Containers are in the mainstream. They are no longer new and exotic. In a 2019 survey conducted by CNCF, 84% of respondents say they are using containers in production.
Kubernetes is increasingly becoming the preferred container orchestration tool that automates deployment, scaling and management of containerized applications.
This blog post summarizes the core concepts. This is intended to neither explain the concepts in detail nor do deep dives but to provide a quick reference for important concepts, especially for developers.
What are the benefits of running applications on Kubernetes?

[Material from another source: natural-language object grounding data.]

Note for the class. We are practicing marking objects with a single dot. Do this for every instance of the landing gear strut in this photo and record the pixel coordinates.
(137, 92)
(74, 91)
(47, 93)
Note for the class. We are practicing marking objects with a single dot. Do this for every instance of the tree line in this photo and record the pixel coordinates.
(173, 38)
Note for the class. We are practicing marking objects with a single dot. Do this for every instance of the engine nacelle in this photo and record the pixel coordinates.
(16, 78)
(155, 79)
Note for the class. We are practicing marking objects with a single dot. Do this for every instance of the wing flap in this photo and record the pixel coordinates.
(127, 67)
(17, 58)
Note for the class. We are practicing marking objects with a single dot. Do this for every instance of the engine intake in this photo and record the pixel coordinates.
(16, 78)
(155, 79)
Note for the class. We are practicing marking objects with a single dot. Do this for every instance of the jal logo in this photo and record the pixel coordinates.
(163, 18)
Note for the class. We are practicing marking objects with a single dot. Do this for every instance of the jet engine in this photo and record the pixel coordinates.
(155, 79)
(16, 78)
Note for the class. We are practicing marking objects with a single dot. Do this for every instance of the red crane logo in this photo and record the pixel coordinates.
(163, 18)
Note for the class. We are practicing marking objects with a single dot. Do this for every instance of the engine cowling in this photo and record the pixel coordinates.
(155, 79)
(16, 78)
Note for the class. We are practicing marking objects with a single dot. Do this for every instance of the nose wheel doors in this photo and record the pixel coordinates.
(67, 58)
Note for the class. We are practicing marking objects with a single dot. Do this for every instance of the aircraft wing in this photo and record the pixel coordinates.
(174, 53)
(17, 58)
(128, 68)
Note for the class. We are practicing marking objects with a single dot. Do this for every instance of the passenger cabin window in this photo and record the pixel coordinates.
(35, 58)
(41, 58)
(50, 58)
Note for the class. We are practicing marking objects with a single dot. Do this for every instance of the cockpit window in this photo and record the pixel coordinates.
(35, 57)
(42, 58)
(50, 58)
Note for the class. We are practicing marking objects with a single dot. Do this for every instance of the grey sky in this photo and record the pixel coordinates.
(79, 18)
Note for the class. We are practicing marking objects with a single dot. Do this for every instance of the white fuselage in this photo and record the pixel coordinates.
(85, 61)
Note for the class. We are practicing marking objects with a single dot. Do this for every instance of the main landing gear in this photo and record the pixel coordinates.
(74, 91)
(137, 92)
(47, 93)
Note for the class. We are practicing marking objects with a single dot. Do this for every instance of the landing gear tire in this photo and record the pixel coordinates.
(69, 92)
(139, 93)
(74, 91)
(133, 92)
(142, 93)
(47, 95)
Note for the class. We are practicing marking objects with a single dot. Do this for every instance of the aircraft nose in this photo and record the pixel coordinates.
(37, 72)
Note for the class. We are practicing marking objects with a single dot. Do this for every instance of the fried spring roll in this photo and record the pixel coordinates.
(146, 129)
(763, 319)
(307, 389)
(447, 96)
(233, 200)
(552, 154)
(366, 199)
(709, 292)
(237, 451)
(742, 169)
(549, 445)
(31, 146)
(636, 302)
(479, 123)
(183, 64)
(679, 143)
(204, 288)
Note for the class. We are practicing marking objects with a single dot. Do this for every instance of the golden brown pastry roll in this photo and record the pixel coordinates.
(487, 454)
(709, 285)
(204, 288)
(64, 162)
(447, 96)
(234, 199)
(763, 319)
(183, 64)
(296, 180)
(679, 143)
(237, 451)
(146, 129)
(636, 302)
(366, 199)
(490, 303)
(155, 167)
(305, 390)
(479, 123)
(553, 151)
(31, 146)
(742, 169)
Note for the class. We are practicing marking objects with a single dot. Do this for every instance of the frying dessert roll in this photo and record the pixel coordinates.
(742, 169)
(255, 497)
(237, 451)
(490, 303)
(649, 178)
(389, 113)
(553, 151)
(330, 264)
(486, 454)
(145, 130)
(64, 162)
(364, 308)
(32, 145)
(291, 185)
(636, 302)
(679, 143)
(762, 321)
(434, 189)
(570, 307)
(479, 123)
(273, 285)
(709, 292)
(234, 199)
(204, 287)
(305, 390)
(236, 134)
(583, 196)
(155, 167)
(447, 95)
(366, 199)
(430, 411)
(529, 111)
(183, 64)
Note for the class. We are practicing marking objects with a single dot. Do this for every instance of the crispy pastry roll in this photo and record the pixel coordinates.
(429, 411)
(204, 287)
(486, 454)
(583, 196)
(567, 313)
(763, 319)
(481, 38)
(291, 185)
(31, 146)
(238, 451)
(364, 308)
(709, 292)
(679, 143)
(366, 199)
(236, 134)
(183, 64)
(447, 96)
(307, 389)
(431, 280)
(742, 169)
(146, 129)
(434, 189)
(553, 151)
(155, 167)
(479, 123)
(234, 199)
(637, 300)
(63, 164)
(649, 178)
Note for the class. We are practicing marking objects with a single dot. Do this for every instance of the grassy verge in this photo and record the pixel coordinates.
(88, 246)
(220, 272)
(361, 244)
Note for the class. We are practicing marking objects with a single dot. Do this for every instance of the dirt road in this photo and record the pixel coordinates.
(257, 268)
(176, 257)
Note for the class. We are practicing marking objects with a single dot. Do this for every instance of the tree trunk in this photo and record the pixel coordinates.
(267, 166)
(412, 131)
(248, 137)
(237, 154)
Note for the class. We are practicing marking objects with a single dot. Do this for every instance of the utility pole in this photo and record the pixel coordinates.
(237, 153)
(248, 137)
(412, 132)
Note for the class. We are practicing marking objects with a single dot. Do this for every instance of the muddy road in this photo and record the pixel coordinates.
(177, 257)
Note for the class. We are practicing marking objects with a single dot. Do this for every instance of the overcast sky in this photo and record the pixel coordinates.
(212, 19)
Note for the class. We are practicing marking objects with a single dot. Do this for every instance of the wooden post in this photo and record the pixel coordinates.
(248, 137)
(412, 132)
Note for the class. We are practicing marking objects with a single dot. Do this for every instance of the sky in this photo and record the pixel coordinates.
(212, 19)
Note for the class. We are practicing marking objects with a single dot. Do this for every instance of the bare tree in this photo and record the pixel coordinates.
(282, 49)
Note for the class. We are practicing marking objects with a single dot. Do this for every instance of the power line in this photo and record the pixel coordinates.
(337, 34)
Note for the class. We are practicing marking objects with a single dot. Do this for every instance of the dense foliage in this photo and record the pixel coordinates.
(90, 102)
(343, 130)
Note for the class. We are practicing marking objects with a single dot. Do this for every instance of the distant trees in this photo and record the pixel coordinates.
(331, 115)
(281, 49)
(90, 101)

- Service discovery – a mechanism that allows applications to find other applications and use the services they provide,
- Horizontal scaling – replicating your application to adjust to fluctuations in load,
- Load-balancing – distributing load across all the application replicas,
- Self-healing – keeping the system healthy by automatically restarting failed applications and moving them to healthy nodes after their nodes fail,
- Leader election – a mechanism that decides which instance of the application should be active while the others remain idle but ready to take over if the active instance fails.
What are the components of Kubernetes?
- Container run time
What is the role of Kubernetes API?
Kubernetes API is used to deploy applications in the cluster. With the API, the entire cluster is treated as a single deployment surface, no matter how many servers are in the cluster. When an application is deployed in the cluster, Kubernetes chooses the best node.
What is a Pod?
Pod is a group of one or more containers and a specification on how to run them.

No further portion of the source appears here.